According to the three dimensions above mentioned, innovative assessment can be conceived as assessment practices being improved through using technologies, in terms of the targeted construct, the functionality of evidence collection, interpretation, and use, as well as the automaticity of easing the human effort and supporting immediate decision-making and action-taking. To be noted, it is by no means obvious that a given technology may innovate assessment practices in isolation. Integrating technology in assessment practices is as challenging as the technological innovation itself, if not more. Thus, according to how assessment practices are innovated using technologies, the innovative assessment may be characterized as being in one of three levels: substitute, transform, and redefine.

Substitute indicates that technologies are used in assessment practices to substitute functions of conventional assessments but not improve the quality of decision-making and action-taking.
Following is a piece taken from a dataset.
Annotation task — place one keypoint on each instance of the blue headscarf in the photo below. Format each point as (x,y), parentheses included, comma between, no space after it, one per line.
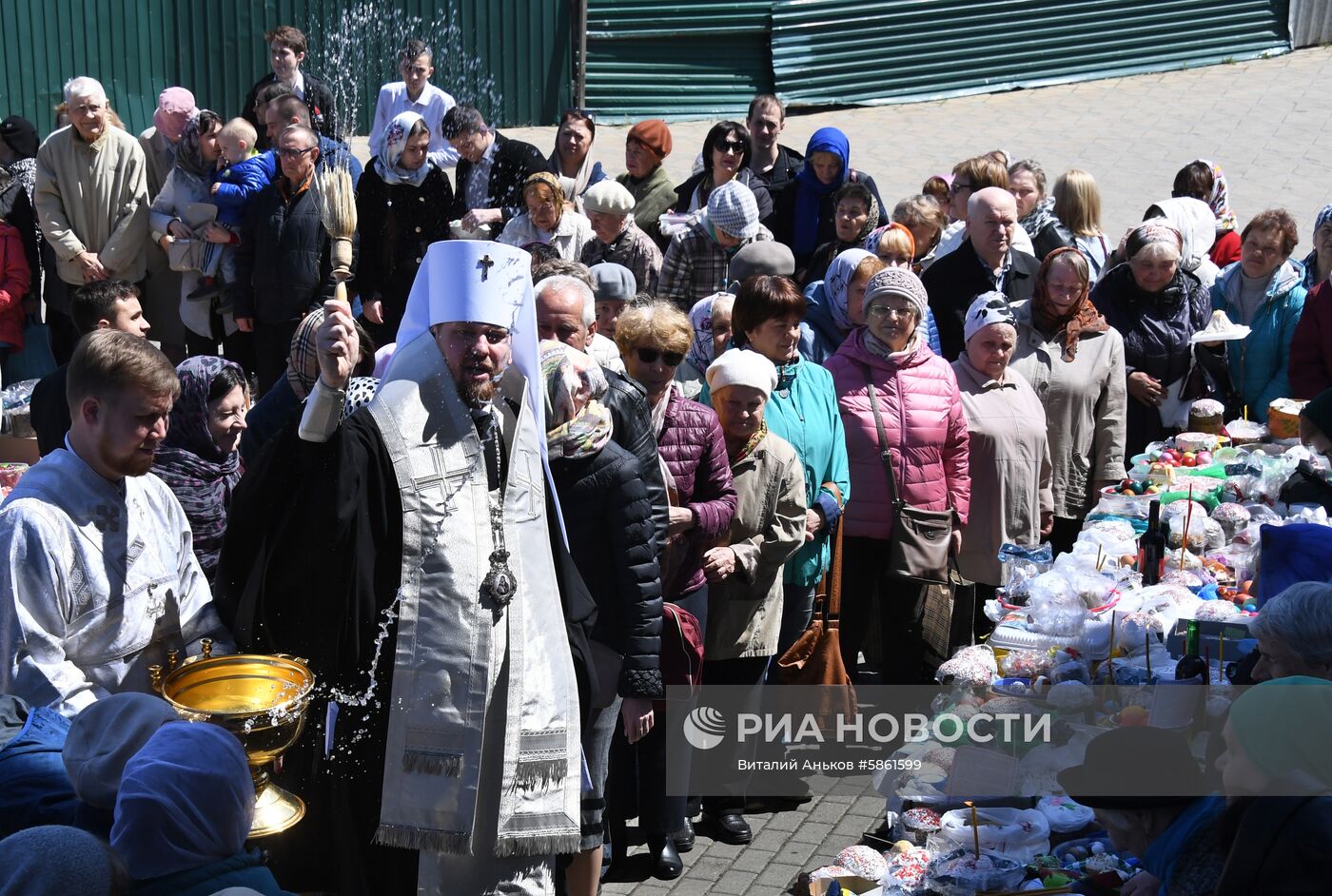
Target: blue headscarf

For example, at the early age of using computer-embedded assessments, teachers employed computer programs to automatically score students’ multiple-choice items after class. In this case, technology was used to substitute teachers’ scoring work and save teachers’ time for scoring, but the approaches to collecting, interpreting, and using assessment information were not changed compared with conventional assessments. It is not likely to expect a higher quality of decision-making or action-taking in this scenario, given the approach of technology use. Clark (1983) dismisses this type of innovation using a metaphor that technology acts as the “mere vehicles that deliver instruction but do not influence student achievement any more than the truck that delivers our groceries causes changes in our nutrition” (p. 445).
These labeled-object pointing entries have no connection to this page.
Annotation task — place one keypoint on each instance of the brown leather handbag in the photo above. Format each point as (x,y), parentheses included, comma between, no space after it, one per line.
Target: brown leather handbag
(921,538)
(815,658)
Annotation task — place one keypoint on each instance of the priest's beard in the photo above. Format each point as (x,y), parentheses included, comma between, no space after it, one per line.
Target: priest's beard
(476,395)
Transform is a higher-level innovation compared with substitute. When assessment practices are transformed by technologies, the decision-makers may obtain the opportunity to make better decisions and take actions that are more effective. Transformed assessment can be in many different forms, according to the three dimensions of the framework. In the above example, if the automatic scoring approach is used with clickers so that teachers could acquire students’ scores in a timely fashion and make immediate adjustments to the next-step teaching, assessment practices may be transformed. Transformed assessments can also improve the targeted construct to be more complex, diverse, and structural. For example, the Programme for International Student Assessment recently incorporated simulations so that assessors could measure students’ knowledge-in-use during practices, which might not be possible using conventional paper-pencil assessments. Such assessment practices offer innovative approaches to collecting evidence and may support assessors to better understand students’ science competence. These assessments could tap into more complex constructs and support better decision making, thus are regarded as being transformed.

Redefine indicates a radical innovation of assessment practices, which is above the level of transform. According to Zhai et al. (2020a), redefine is conceptualized based on not only the constructs, functions, and automaticity but also the degree to which assessment practices could address fundamental challenges in individual learning, alignments between standards, curriculum, instruction, and assessment, accountability, administration and graduation, promotion, or developmental course placement. This level is especially difficult to achieve as a radical revolution in assessment practices would require decent integration between technology, relevant educational theories, and assessment practices. For example, to address the alignment between standards, curriculum, instruction, and assessment, the assessment tasks need to (a) be designed to elicit the constructs denoted in the standards, (b) reflect the development of student cognition, (c) be instructionally sensitive, (d) provide immediate feedback that is accurate, reliable, and interpretable, and (e) align the feedback with curriculum materials so that teachers and students could use the feedback to adjust teaching and learning immediately.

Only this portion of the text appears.